Comment est-ce possible?

Par Jim Willis (2001)

Quand j'étais un chiot, je t'ai amusé avec mes cabrioles et t'ai fait rire. Tu m'as appelé ton enfant, et en dépit de plusieurs chaussures mâchées et quelques oreillers assassinés, je suis devenu ton meilleur ami. Toutes les fois que j'étais méchant tu agitais ton doigt vers moi et me demandais "Comment est-ce possible?", mais après on s'amusait ensemble.

Mon éducation a pris un peu plus longtemps que prévu, parce que tu étais terriblement occupé, mais nous y avons travaillé ensemble. Je me souviens de ces nuits où je fouinais dans le lit et écoutais tes confidences et rêves secrets, et je croyais que la vie ne pourrait pas être plus parfaite.

Nous sommes allés pour de longues promenades et courses dans le parc, promenades de voiture, arrêts pour de la crème glacée (j'ai seulement eu le cornet parce que " la glace est mauvaise pour les chiens, " comme tu disais), et je faisais de longues siestes au soleil en attendant que tu rentres à la maison.

Progressivement, tu as commencé à passer plus de temps au travail et à te concentrer sur ta carrière, et plus de temps à chercher un compagnon humain. Je t'ai attendu patiemment, t'ai consolé après chaque déchirements de coeur et chaque déception, ne t'ai jamais réprimandé au sujet de mauvaises décisions, et me suis ébattu avec joie lors de tes retours au foyer.

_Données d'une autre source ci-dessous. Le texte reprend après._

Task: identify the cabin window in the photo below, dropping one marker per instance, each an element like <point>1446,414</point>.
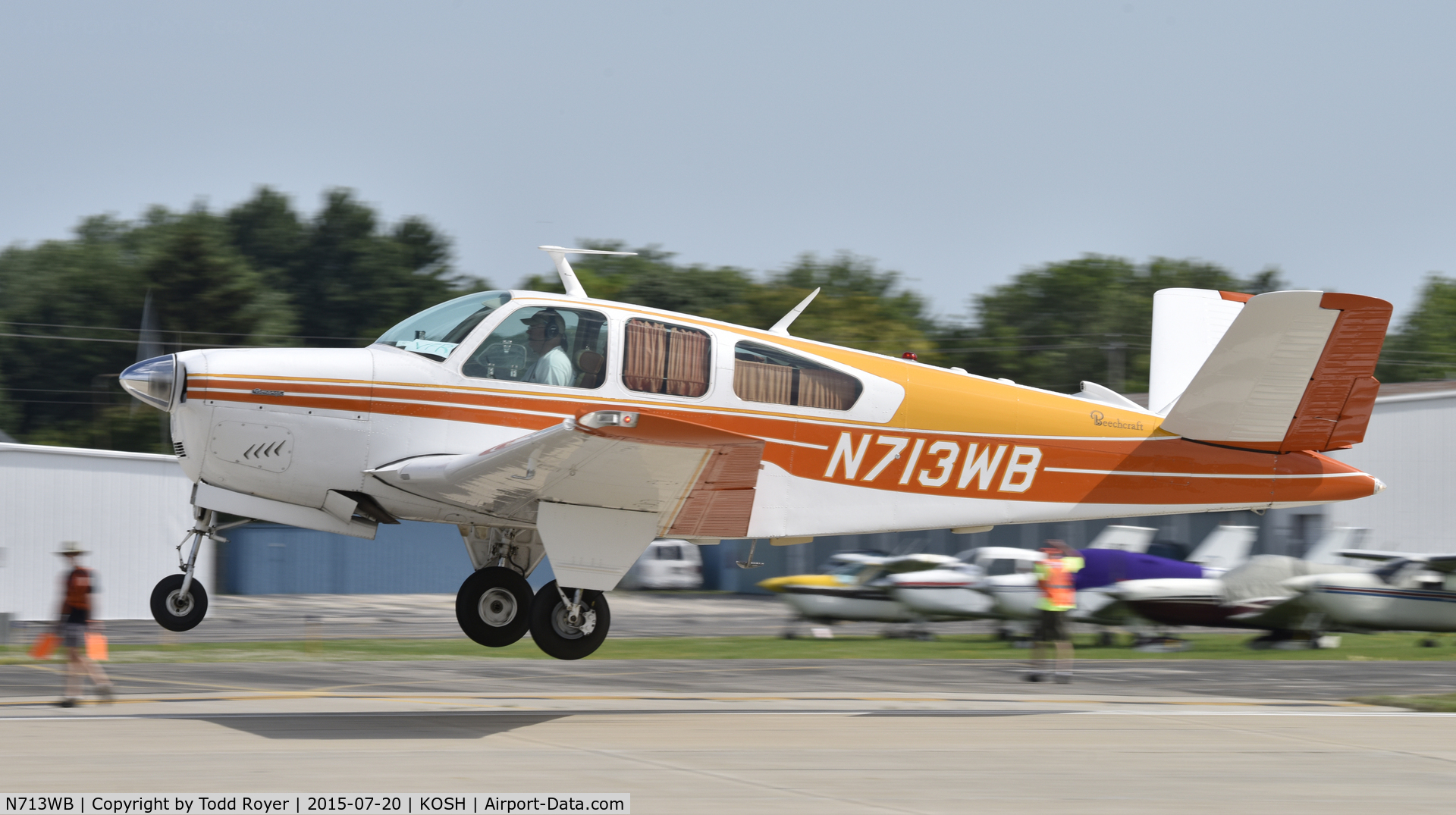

Et puis tu es tombé amoureux. Elle, maintenant ta femme, n'est pas une "personne chien", mais je l'ai accueillie dans notre maison, essayé de lui montrer de l'affection, et lui ai obéi. J'étais heureux parce que tu étais heureux.

Ensuite les bébés humains sont arrivés et j'ai partagé votre excitation. J'étais fasciné par leur couleur rose, leur odeur, et je voulais les pouponner aussi. Seulement vous vous êtes inquiétés que je puisse les blesser, et j'ai passé la plupart de mon temps banni dans une autre pièce ou dans une niche. Oh, comme je voulais les aimer, mais je suis devenu un "prisonnier de l'amour".

Comme ils ont commencé à grandir, je suis devenu leur ami. Ils se sont accrochés à ma fourrure et se sont levés sur leurs jambes branlantes, ont poussé leurs doigts dans mes yeux, fouillé mes oreilles, et m'ont donné des baisers sur le nez. J'aimais tout d'eux et leurs caresses - parce que les tiennes étaient maintenant si peu fréquentes - et je les aurais défendus avec ma vie si besoin était.

J'allais dans leurs lits et écoutais leurs soucis et rêves secrets, et ensemble nous attendions le son de ta voiture dans l'allée. Il y eut un temps, quand les autres te demandaient si tu avais un chien, tu leur montrais une photo de moi dans ton portefeuille et tu leur racontais des histoires à mon propos. Ces dernières années tu répondais juste "oui" et changeais de sujet. Je suis passé du statut de "ton chien" à "seulement un chien, " et vous vous êtes offensés de chaque dépense pour moi. Maintenant, vous avez une nouvelle occasion de carrière dans une autre ville, et vous allez déménager dans un appartement qui n'autorise pas d'animaux familiers. Tu as fait le bon choix pour ta "famille", mais il y eut un temps où j'étais ta seule famille.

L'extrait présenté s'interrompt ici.